From a lot of 10 missiles, 4 are selected at random and fired.If the lot contains 3 defective missiles that will not fire, what is the probability that

a. all 4 will fire ?

b. at most 2 will not fire ?

### Solution

Here $N=10$ number of missiles, out of that $M=3$ are defective missiles and $N-M =7$ are not defective missiles. $n=4$ missiles are selected at random. Let $X$ denote the number of defective missiles that will not fire among the selected $4$ missiles.

Then the probability distribution of $X$ is hypergeometric with probability mass function

`$$ \begin{aligned} P(X=x)&=\frac{\binom{M}{x}\binom{N-M}{n-x}}{\binom{N}{n}},\;\; x=0,1,2,\cdots, \min(n,M)\\ &= \frac{\binom{3}{x}\binom{7}{4-x}}{\binom{10}{4}},\; \; x=0,1,2,\cdots,3\\ \end{aligned} $$`

a. The probability that all randomly selected missiles will fire means $x=0$ missile will misfire.

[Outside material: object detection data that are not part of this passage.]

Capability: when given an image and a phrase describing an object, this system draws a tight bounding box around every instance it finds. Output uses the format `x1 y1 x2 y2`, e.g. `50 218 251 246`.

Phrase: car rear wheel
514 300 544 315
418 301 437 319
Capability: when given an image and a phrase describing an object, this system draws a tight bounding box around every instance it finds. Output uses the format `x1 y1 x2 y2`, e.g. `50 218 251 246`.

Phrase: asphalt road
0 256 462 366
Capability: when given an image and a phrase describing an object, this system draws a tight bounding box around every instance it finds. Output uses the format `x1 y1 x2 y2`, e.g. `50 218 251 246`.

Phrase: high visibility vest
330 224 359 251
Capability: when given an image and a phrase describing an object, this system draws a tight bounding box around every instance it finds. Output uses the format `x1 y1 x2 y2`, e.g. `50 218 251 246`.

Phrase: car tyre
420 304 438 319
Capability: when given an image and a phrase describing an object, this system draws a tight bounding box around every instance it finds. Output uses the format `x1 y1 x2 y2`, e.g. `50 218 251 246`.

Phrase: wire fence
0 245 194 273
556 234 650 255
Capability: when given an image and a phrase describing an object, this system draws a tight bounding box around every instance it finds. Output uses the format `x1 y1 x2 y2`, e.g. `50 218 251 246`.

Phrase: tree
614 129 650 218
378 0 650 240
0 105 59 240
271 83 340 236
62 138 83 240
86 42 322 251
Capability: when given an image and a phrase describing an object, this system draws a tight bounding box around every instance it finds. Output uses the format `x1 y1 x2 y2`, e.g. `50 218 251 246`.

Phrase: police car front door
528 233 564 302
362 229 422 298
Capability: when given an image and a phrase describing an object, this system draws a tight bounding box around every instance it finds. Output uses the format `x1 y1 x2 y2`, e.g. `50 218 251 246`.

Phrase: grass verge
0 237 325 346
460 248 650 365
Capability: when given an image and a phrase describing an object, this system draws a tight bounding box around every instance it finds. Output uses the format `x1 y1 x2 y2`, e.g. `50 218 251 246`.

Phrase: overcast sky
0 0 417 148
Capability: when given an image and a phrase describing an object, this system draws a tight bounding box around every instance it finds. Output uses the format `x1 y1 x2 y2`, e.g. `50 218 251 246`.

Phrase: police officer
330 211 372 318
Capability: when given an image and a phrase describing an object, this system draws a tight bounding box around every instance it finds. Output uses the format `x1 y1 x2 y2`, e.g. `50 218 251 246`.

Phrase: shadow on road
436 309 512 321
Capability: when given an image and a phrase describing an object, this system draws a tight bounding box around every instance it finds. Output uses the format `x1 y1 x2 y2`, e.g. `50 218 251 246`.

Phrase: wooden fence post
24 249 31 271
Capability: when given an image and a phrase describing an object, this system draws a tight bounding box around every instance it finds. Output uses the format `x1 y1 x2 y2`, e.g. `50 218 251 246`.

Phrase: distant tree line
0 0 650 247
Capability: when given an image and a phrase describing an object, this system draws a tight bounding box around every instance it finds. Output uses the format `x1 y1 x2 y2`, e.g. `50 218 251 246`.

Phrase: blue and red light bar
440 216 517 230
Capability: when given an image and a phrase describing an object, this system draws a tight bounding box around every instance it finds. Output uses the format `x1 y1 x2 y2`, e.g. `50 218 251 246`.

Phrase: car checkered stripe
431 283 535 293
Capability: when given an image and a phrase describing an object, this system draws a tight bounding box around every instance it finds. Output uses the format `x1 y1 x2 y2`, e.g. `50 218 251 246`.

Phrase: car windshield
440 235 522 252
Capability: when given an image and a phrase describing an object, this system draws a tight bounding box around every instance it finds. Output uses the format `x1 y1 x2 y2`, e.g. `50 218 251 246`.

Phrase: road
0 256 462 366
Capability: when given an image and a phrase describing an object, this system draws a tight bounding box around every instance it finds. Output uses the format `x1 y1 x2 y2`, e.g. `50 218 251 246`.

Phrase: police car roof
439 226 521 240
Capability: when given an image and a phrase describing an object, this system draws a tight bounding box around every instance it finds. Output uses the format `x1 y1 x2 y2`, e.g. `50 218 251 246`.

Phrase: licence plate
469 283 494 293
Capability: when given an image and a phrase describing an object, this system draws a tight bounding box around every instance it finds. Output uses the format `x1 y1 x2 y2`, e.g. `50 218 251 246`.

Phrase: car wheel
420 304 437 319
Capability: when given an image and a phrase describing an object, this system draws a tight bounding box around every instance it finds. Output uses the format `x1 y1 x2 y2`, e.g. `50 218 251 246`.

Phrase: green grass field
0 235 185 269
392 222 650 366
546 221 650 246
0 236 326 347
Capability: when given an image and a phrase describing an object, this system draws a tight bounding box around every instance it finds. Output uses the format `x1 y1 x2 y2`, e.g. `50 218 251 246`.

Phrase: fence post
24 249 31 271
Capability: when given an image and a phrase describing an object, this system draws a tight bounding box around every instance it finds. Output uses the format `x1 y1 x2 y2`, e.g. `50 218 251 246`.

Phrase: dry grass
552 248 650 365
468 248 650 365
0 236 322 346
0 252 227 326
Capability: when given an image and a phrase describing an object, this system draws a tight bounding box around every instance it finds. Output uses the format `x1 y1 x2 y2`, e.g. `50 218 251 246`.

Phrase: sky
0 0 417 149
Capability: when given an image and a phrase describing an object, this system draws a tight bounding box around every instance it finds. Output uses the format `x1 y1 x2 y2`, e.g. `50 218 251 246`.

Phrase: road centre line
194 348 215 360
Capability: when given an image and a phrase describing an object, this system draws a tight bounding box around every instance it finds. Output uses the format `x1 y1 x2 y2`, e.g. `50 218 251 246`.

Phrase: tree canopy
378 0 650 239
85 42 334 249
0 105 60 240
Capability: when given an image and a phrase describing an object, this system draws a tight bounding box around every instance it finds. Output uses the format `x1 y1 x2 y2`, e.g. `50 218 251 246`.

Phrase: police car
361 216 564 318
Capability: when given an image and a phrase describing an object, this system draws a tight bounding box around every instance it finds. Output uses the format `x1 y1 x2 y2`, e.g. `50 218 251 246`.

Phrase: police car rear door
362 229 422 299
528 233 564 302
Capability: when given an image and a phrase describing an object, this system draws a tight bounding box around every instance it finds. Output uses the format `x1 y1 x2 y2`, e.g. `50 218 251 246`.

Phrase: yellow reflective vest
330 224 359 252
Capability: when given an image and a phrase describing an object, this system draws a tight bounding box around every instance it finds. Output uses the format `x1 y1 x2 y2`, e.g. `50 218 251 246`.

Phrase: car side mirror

`$$ \begin{aligned} P(X=0) &= \frac{\binom{3}{0}\binom{7}{4}}{\binom{10}{4}}\\ &= \frac{1\times 35}{210}\\ &= 0.1667 \end{aligned} $$`

Thus, there are $16.67$ % chance that all randomly selected 4 missiles will fire.

b. The probability that at most 2 will not fire is
`$$ \begin{aligned} P(X\leq 2) &= \sum_{x=0}^{2}P(X=x)\\ &= \big(P(X=0)+P(X=1)+P(X=2)\big)\\ &=\bigg(\frac{\binom{3}{0}\binom{7}{4}}{\binom{10}{4}}+\frac{\binom{3}{1}\binom{7}{3}}{\binom{10}{4}}+\frac{\binom{3}{2}\binom{7}{2}}{\binom{10}{4}}\bigg)\\ &=\bigg(\frac{1\times 35}{210}+\frac{3\times 35}{210}+\frac{3\times 21}{210}\bigg)\\ &= \big(0.1667+0.5+0.3\big)\\ &= 0.9667 \end{aligned} $$`

Thus, there are $96.67$ % chance that at most 2 missiles will fire.

Hope this tutorial helps you understand how to solve numerical problems on Hypergeometric distribution.